Yesterday Jonah Goldberg wrote something that sort of cemented it, and gave me fresh appreciation as to why the Bible, with its stories, is far more popular than catechisms:
While working on my book, I’ve come to believe more than ever that man is a story-telling animal and that stories are what give us meaning, direction, and passion. Hume’s point about reason being a slave to passion should be more properly understood as “reason is a slave to narrative.” ...It is entirely true that the press served as an eager participant in the story of Obama. It is also entirely true that much of the mainstream media is playing the reverse role in the story of Trump’s presidency.*
"Truth’s a dog that must to kennel. He must be whipped out, when Lady Brach may stand by th' fire and stink." - Shakespeare's King LearHeard WSJ columnist talk about Trump's trouble with the truth. He said implicit in Trump's assertion that "a lot of people say that" is to conflate popular opinion with the truth.
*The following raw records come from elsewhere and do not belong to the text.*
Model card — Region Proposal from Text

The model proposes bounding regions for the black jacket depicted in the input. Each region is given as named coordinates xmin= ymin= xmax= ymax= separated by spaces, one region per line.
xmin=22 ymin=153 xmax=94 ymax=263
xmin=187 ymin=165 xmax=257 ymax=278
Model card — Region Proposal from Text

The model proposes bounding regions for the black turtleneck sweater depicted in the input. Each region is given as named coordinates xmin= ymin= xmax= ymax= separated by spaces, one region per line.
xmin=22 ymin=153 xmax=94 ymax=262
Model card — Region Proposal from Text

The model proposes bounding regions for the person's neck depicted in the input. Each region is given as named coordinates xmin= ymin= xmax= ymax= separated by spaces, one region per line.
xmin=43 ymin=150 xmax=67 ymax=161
To actually defend an untruth by the fact that many hold it is reminded the columnist of a serious philosophical argument that Plato had concerning whether injustice was better than justice.
No wonder someone tweeted during the campaign that Trump was the natural result of a society of relativism. In some ways it's liberals who have created fertile ground for Trump by insisting that the truth doesn't matter in matters like when life begins or which religion is true.
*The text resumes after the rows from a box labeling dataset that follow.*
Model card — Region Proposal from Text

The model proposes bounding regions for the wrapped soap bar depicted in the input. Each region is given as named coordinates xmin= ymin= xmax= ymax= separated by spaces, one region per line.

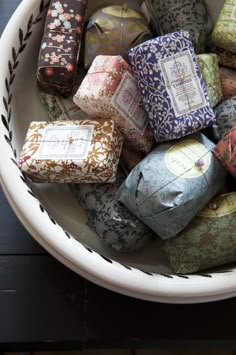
xmin=70 ymin=168 xmax=153 ymax=251
xmin=18 ymin=119 xmax=123 ymax=183
xmin=74 ymin=56 xmax=154 ymax=153
xmin=213 ymin=96 xmax=236 ymax=141
xmin=36 ymin=0 xmax=87 ymax=97
xmin=117 ymin=133 xmax=226 ymax=239
xmin=163 ymin=192 xmax=236 ymax=273
xmin=220 ymin=67 xmax=236 ymax=99
xmin=128 ymin=31 xmax=215 ymax=142
xmin=84 ymin=5 xmax=153 ymax=69
xmin=146 ymin=0 xmax=213 ymax=53
xmin=214 ymin=48 xmax=236 ymax=69
xmin=211 ymin=0 xmax=236 ymax=53
xmin=197 ymin=54 xmax=223 ymax=107
xmin=213 ymin=127 xmax=236 ymax=178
(It reminds me of how years ago I wondered if the illusion of truth is just as good as truth, specifically with the infancy narratives in the gospels. Would it matter if one of the accounts wasn't factually accurate since both teach deep and powerful messages about the coming of the Messiah?)
The way I've been looking at Trump post-election is that he's entitled, so to speak, to be fallible. That I have to put up with him as president just as my wife has to put up with me. Not to overlook flaws certainly but at least to understand he has them and thus write them off to some extent. "He's just being Trump," I think.
But the danger was posed by columnist that truth is "whatever you can get away with" is dangerous because it can spread. More people will imbibe his philosophy - he'll get converts. I'm not sure this is true - it seems like in most cases the president acts as an allergen that inoculates. Which is why we get opposite presidents each time (plainspoken Bush was the opposite of fork-tongued Clinton, aloof Obama the opposite of Bush, and Trump the opposite of everybody).
It's probably not a coincidence that the rise of the new atheism came during the presidency of the most evangelical Christian president we'd had in some time (Bush II). Similarly, I think the worst thing for Mormon recruitment would've been had Romney won in '12.
But tactics may be different than personalities and philosophies, and Trump's tactics work to some extent so there's the rub.